Enquanto há apenas alguns anos o Brasil tornou-se um estudo de caso para cientistas políticos interessados em participação social e inovações democráticas, o país pode agora tornar-se um exemplo de quão frágil essas inovações podem ser quando a própria democracia demonstra sintomas de fraqueza. Na medida em que os conselhos nacionais estão esvaziados e as conferências nacionais estagnadas, toda a estrutura participativa assegurada pela Constituição de 1988 encontra-se ameaçada e pode vir a ser desmantelada.
Os dois principais pilares sobre os quais as inovações institucionais no Brasil foram erguidas - uma intensa institucionalização e uma sociedade civil forte - não foram suficientes para evitar que, em pouco mais de um ano, um sistema de participação social em funcionamento fosse despedaçado. Enquanto leis tornaram obrigatória a adoção de instituições participativas, a sociedade civil é capaz de ser forte o suficiente para não participar delas quando elas não são mais democráticas. Mas quando a sociedade civil foi removida das instituições participativas, as leis não foram suficientes para mantê-las empoderadas.
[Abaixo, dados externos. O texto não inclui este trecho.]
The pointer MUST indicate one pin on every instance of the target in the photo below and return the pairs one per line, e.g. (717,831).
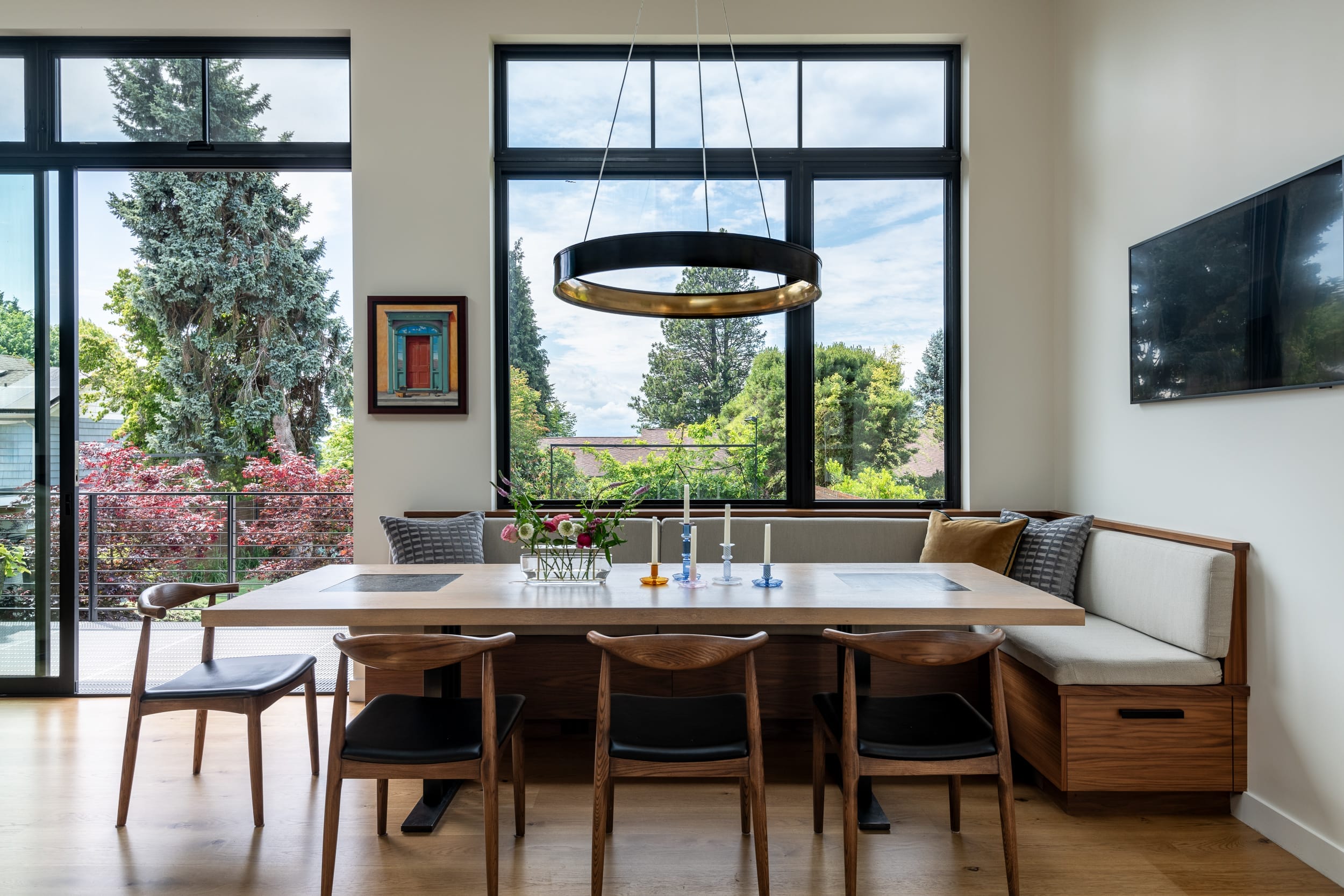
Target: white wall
(421,98)
(1171,109)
Lições devem ser aprendidas - e urgentemente pelos países latino-americanos vizinhos que correm o risco de seguir um caminho similar – embora, certamente, não tão rápido. As inovações democráticas na América Latina têm sido iniciadas sobretudo pelo Estado. Onde a participação social depende de governos, a sociedade civil não pode fazer muito para salvar a democracia dos males das eleições e dos partidos. Além disso, a institucionalização pode garantir que as inovações participativas permaneçam no lugar, mas não podem assegurar que elas sejam sempre democráticas ou legítimas.
[1] FUNG, Archon. Reinventing Democracy in Latin America. In Perspective on Politics, December, 2011, p. 857 e 867-868.
[2] SINTOMER, Yves; HERZBERG, Carsten; ALLEGRETTI, Giovanni, and RÖCKE, Anja. Learning from the South: Participatory Budgeting Worldwide – an Invitation to Global Cooperation (Bonn: GIZ), 2010.